I A member of the Company entitled to attend and vote at the EGM of the Company is entitled to appoint more than one proxy to attend and vote in his/her stead. A proxy need not be a member of the Company.
II Where a member of the Company appoints more than one proxy, the appointments shall be invalid unless he/she specifies the proportion of his/her shareholding (expressed as a percentage of the whole) to be represented by each proxy.
III The proxy form must be lodged/deposited at the office of the Company's Singapore Share Registrar, Boardroom Corporate & Advisory Services Pte. Ltd., 50 Raffles Place, #32-01 Singapore Land Tower, Singapore 048623 (for Singapore shareholders), or at the office of the Company's Hong Kong Share Registrar, Computershare Hong Kong Investor Services Limited, 17M Floor, Hopewell Centre, 183 Queen's Road East, Wan Chai, Hong Kong (for Hong Kong shareholders), not later than 15 April 2014 at 10.15 a.m. being 48 hours before the time fixed for the EGM of the Company.
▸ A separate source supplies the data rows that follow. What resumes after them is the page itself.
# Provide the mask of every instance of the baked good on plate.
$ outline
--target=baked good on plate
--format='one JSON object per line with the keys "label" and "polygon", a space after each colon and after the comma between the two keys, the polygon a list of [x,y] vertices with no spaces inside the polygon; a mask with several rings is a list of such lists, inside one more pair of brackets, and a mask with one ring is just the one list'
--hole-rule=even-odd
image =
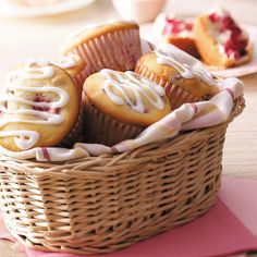
{"label": "baked good on plate", "polygon": [[86,79],[102,69],[134,70],[142,54],[139,27],[130,21],[89,25],[72,34],[61,48],[63,56],[76,53],[86,62]]}
{"label": "baked good on plate", "polygon": [[155,34],[162,42],[169,42],[181,50],[199,58],[193,35],[193,21],[174,14],[159,14],[155,22]]}
{"label": "baked good on plate", "polygon": [[101,70],[86,79],[84,93],[87,143],[134,138],[171,111],[164,89],[131,71]]}
{"label": "baked good on plate", "polygon": [[60,144],[73,130],[81,98],[71,76],[46,60],[11,71],[0,96],[0,146],[27,150]]}
{"label": "baked good on plate", "polygon": [[248,62],[253,56],[247,33],[222,8],[198,16],[194,35],[201,59],[208,65],[225,69]]}
{"label": "baked good on plate", "polygon": [[172,109],[209,99],[218,93],[213,76],[203,64],[173,45],[163,44],[144,54],[135,72],[161,85]]}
IV The Company intends to use internal sources of funds, external borrowings, or a combination of internal resources and external borrowings, to finance purchases or acquisitions of its shares. The amount of financing required for the Company to purchase or acquire its shares, and the impact on the Company's financial position, cannot be ascertained as at the date of this notice of EGM as these will depend on, inter alia, whether the shares are purchased or acquired out of capital and/or profits of the Company, the aggregate number of shares purchased or acquired, and the consideration paid at the relevant time. For illustrative purposes only, the financial effects of an assumed purchase or acquisition of ten per cent. (10%) of its shares by the Company as at 21 February 2014, at a purchase price equivalent to the Maximum Price per share, in the case of a Market Purchase and an Off- Market Purchase respectively, based on the audited financial statements of the Group and the Company for the financial year ended 31 December 2013 and certain assumptions, are set out in paragraph 2.7 of the Company's Circular to Shareholders in relation to the EGM of the Company.
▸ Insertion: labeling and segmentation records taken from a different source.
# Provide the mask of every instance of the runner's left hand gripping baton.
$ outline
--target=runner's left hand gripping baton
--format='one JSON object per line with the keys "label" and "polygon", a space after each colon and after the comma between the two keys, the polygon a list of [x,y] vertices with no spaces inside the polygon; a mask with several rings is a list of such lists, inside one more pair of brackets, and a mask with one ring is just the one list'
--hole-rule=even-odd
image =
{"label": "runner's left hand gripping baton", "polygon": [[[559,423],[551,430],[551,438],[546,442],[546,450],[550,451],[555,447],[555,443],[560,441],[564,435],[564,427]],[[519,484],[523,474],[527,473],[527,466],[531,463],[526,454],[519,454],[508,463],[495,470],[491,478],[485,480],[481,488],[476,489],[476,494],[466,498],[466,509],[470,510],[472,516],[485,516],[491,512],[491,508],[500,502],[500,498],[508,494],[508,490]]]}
As at the date of this announcement, the board of directors of the Company comprises Mr Ng Kee Choe (Chairman and non-executive director); Mr Lim Beng Chee as executive director; Mr Lim Ming Yan, Ms Chua Kheng Yeng Jennie and Mr Lim Tse Ghow Olivier as non-executive directors; and Mr Sunil Tissa Amarasuriya, Tan Sri Amirsham A Aziz, Dr Loo Choon Yong, Mrs Arfat Pannir Selvam, Mr Bob Tan Beng Hai and Professor Tan Kong Yam as independent non-executive directors.